Witryna wykorzystuje Akismet, aby ograniczyć spam. Dowiedz się więcej jak przetwarzane są dane komentarzy.

13 komentarzy

  • Dla mnie dobre seriale to czasy mojego dzieciństwa- M.A.S.H, Hercules, Xena, Domek na prerii… To było to, co lubiłam :D A teraz… jestem tak samo w tyle co i Ty :D

  • Bo naprawdę istnieją dobre seriale. Owszem jest sporo beznadziejnych seriali, ale nikt mi nie powie, że seriale typu Six feet under, Rodzina Soprano, Breaking Bad to dno. Lepsze to niż moda na sukces.

  • Dobrze że nie jestem z tym sama. Nie oglądam seriali, nie żyję więc wyimaginowanym życiem serialowych postaci. Tak czuję się dziwnie gdy znajomi nawijają o „kimś” czy „czymś” z jakiegoś tasiemca który podobno jest hitem sezonu a Ja nawet nie wiem że istnieje. Dawno, dawno temu zaciekle oglądałam „Archiwum X” i wciągnęłam sie w „True blood” w tym ostatnim nie ze względu na fabułę :)

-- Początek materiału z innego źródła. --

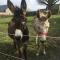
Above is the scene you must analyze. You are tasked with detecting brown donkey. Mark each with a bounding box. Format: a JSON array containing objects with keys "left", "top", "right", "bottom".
[
  {"left": 33, "top": 9, "right": 51, "bottom": 55},
  {"left": 8, "top": 0, "right": 29, "bottom": 60}
]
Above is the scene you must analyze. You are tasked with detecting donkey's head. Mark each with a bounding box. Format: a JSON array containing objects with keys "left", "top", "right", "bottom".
[
  {"left": 7, "top": 0, "right": 26, "bottom": 27},
  {"left": 37, "top": 9, "right": 51, "bottom": 21},
  {"left": 7, "top": 0, "right": 26, "bottom": 16}
]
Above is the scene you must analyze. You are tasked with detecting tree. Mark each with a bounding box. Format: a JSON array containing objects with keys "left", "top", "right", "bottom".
[{"left": 38, "top": 0, "right": 59, "bottom": 10}]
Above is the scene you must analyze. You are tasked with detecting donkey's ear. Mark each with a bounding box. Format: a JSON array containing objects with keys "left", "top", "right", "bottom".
[{"left": 7, "top": 0, "right": 15, "bottom": 13}]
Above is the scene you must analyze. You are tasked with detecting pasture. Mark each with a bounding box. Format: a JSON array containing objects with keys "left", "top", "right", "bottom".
[{"left": 0, "top": 15, "right": 60, "bottom": 60}]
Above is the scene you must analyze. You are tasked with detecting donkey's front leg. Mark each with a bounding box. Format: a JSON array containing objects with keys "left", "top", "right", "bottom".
[{"left": 23, "top": 44, "right": 27, "bottom": 60}]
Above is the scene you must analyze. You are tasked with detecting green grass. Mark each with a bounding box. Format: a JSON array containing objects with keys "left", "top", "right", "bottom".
[{"left": 0, "top": 15, "right": 60, "bottom": 60}]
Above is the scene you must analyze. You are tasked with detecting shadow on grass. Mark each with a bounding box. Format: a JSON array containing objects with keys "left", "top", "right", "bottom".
[{"left": 0, "top": 43, "right": 60, "bottom": 60}]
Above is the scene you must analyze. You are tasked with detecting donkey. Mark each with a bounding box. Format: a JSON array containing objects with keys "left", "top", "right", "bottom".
[
  {"left": 33, "top": 9, "right": 51, "bottom": 55},
  {"left": 8, "top": 0, "right": 29, "bottom": 60}
]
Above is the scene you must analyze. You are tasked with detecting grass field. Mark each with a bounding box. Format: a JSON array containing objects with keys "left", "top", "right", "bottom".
[{"left": 0, "top": 15, "right": 60, "bottom": 60}]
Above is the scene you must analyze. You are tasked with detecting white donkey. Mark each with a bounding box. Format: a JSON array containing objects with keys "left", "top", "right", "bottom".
[{"left": 33, "top": 9, "right": 51, "bottom": 55}]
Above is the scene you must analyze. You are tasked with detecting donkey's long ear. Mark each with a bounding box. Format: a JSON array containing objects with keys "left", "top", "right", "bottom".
[{"left": 7, "top": 0, "right": 15, "bottom": 13}]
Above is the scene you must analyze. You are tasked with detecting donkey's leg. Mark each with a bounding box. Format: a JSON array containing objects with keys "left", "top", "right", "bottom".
[
  {"left": 36, "top": 34, "right": 38, "bottom": 45},
  {"left": 23, "top": 43, "right": 27, "bottom": 60},
  {"left": 36, "top": 35, "right": 40, "bottom": 56},
  {"left": 41, "top": 41, "right": 46, "bottom": 55}
]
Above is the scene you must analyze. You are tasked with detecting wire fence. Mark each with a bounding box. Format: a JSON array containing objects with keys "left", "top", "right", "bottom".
[{"left": 0, "top": 32, "right": 60, "bottom": 60}]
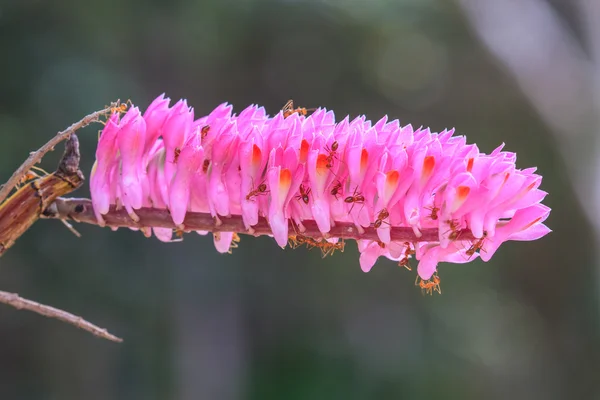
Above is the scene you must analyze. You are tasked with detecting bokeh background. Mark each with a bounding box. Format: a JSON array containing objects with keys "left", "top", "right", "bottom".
[{"left": 0, "top": 0, "right": 600, "bottom": 400}]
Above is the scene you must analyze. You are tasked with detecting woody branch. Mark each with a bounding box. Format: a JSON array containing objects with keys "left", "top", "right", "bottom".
[{"left": 44, "top": 198, "right": 473, "bottom": 242}]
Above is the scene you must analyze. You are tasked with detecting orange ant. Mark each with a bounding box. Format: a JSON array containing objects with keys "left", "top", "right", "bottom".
[
  {"left": 317, "top": 239, "right": 345, "bottom": 258},
  {"left": 227, "top": 232, "right": 241, "bottom": 254},
  {"left": 110, "top": 100, "right": 131, "bottom": 114},
  {"left": 330, "top": 181, "right": 342, "bottom": 200},
  {"left": 415, "top": 273, "right": 442, "bottom": 295},
  {"left": 465, "top": 231, "right": 487, "bottom": 258},
  {"left": 281, "top": 100, "right": 315, "bottom": 118},
  {"left": 344, "top": 186, "right": 365, "bottom": 212},
  {"left": 200, "top": 125, "right": 210, "bottom": 139},
  {"left": 296, "top": 184, "right": 311, "bottom": 205},
  {"left": 425, "top": 205, "right": 440, "bottom": 221},
  {"left": 373, "top": 208, "right": 390, "bottom": 229},
  {"left": 246, "top": 182, "right": 268, "bottom": 200},
  {"left": 325, "top": 140, "right": 339, "bottom": 169},
  {"left": 446, "top": 219, "right": 462, "bottom": 240},
  {"left": 398, "top": 242, "right": 415, "bottom": 271},
  {"left": 202, "top": 158, "right": 210, "bottom": 173}
]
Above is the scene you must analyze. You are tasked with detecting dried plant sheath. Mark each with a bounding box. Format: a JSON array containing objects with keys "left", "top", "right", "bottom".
[{"left": 0, "top": 135, "right": 85, "bottom": 256}]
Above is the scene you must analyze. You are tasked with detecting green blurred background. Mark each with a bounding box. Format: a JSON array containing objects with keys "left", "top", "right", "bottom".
[{"left": 0, "top": 0, "right": 600, "bottom": 400}]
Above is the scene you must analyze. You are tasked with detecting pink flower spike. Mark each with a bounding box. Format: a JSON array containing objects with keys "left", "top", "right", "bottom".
[
  {"left": 90, "top": 95, "right": 550, "bottom": 284},
  {"left": 169, "top": 131, "right": 204, "bottom": 225},
  {"left": 268, "top": 167, "right": 292, "bottom": 248},
  {"left": 117, "top": 107, "right": 146, "bottom": 220},
  {"left": 143, "top": 93, "right": 171, "bottom": 152}
]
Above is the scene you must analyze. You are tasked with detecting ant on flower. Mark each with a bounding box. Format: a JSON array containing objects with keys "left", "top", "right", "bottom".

  • To ja oglądam filmy nałogowo, seriale też, bo wiadomo, dłuższe, a więc więcej ulubionej rozrywki :D
    Ale dla odmiany nie gram w gry komputerowe – co kto lubi:)

  • Teraz seriale są produkowane na tak samo dobrym poziomie jak filmy.
    Jeśli chodzi o Joffreya to przyznam ,że nigdy się tak nie śmiałam oglądając czyjąś śmierć D: Genialnie zrobiona scena.

  • Jedyne seriale które mnie porwały to „The Arrow” i „Terranova”. Ten pierwszy to po prostu cudo. Niestety ten drugi przynosił zbyt mały zysk i skończyło się na 1 sezonie bez żadnego sensownego zakończenia.

  • Nie lubię seriali… jedynie The walking dead oglądam bo lubię tematykę postapo, ale poza tym seriali nie trawię.